11月以来、日本でのコロナ患者数が増加し続けており、医療現場への負担が相当大きなものになっています。
この原因は、GoToキャンペーンによる旅行・外食への補助にあるとして、GoToキャンペーンを早急に取りやめるべき、という意見が日に日に大きくなっています。
人の移動・会食を促進するGoToキャンペーンはコロナ患者数を増やす方向に作用することは確実と言えます。
しかしながら、日本よりも強力なコロナ対策を実施している韓国でも、日本とほぼ同じタイミングで患者数増大が始まっています。
日本・韓国の患者数の推移を下図に示します。
なお、韓国の患者数は緑色の線で、また日本の患者数と同じスケールに合わせるために韓国の患者数を4.236倍したものを青色の線で描画しています。

この図の患者数データは以下のサイトより取得しました。
www.worldometers.info
この日韓の比較から、少なくともGoToキャンペーンがコロナ患者急増の「主犯」ということはなさそうだ、と推定することができます。
(もし韓国でも日本のGoToキャンペーンと同様の取り組みを行っている、というのであれば話は別ですが)

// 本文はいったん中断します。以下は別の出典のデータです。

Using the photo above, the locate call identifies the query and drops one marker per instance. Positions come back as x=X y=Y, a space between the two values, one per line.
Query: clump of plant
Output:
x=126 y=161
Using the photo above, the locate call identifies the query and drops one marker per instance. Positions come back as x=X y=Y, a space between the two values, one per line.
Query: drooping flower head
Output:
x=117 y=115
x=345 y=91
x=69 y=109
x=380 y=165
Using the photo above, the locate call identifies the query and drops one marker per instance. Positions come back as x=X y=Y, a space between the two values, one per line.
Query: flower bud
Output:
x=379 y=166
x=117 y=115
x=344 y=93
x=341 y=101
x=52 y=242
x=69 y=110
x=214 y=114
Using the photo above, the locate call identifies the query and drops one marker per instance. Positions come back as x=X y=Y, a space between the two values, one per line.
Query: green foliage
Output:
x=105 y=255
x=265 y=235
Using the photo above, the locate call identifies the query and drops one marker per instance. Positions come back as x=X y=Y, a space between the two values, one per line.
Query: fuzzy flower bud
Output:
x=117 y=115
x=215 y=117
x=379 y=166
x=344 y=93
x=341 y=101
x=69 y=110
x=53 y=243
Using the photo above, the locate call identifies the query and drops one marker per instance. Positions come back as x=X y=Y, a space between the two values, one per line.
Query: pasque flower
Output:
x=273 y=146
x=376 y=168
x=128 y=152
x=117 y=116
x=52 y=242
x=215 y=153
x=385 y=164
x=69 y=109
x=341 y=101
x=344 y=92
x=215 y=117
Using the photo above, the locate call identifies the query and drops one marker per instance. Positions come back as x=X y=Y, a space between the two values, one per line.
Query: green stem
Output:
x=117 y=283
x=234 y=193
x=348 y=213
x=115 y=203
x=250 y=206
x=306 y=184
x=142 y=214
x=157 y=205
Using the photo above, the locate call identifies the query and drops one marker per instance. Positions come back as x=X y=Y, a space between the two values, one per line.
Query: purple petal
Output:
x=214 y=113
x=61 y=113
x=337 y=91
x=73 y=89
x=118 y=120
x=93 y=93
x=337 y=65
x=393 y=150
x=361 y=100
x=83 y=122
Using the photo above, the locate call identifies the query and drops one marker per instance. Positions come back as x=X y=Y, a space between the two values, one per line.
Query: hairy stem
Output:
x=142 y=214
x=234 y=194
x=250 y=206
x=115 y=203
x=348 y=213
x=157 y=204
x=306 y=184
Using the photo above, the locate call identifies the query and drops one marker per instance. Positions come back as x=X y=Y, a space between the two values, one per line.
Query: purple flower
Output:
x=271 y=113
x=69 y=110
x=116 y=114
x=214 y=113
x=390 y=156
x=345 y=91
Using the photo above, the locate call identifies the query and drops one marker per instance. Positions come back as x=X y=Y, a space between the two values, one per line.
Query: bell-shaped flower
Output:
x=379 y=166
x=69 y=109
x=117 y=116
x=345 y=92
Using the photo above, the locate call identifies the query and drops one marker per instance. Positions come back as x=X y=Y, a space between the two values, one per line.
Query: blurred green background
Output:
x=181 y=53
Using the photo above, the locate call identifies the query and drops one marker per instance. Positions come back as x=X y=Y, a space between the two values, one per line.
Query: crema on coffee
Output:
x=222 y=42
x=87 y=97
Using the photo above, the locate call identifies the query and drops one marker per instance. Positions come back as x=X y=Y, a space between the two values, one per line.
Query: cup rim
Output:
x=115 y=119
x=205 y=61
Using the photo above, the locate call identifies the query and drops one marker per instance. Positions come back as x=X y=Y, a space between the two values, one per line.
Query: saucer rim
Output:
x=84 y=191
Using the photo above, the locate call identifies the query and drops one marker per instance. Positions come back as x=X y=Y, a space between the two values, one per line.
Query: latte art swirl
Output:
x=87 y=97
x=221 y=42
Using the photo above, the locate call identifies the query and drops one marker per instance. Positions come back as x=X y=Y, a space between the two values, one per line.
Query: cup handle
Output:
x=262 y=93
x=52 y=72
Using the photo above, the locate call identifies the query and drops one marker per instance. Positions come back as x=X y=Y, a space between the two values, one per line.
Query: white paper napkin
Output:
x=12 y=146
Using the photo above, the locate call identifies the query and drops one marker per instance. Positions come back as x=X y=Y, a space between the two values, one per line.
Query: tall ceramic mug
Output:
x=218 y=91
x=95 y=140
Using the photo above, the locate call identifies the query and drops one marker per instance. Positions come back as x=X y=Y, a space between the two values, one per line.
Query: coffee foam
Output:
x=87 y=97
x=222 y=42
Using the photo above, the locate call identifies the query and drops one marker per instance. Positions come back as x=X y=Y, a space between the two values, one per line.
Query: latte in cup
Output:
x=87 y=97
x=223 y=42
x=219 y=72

では何が効いているのかというと、一番ありそうなのが冬の到来による気温の低下です。
以下に 日本の患者数ー東京の日次平均気温、韓国の患者数ーソウルの日次平均気温 をプロットしました。


日本・韓国とも気温の低下と連動して患者数が増える傾向を確認できます。
気温が低下すると換気がおろそかになって、三密条件が成立しやすくなっていると考えられます。
日本で夏場に患者数が増えたことも、同様に冷房を使うと換気がおろそかになるためだろう、と推定できます。
なお韓国でも夏場に患者が増えていましたが、これは新興宗教団体での大きなクラスターによるものだったと記憶していますので、気温が主因ではない可能性が高そうです。
www.jiji.com
当然のこととして、GoToキャンペーンがコロナ患者を増やす方向に寄与していることは確実ですので、停止を求める声が上がることは理解できます。
ですが、以上の考察から、GoToキャンペーンは「主犯」ではないので、仮に即時中止をしたとしても、患者数増加が一気に収まる、ということは期待できません。
三密を避ける、会食を避ける、マスクをつける、手を良く洗うという基本をきちんと実施することがコロナ患者抑制には重要です。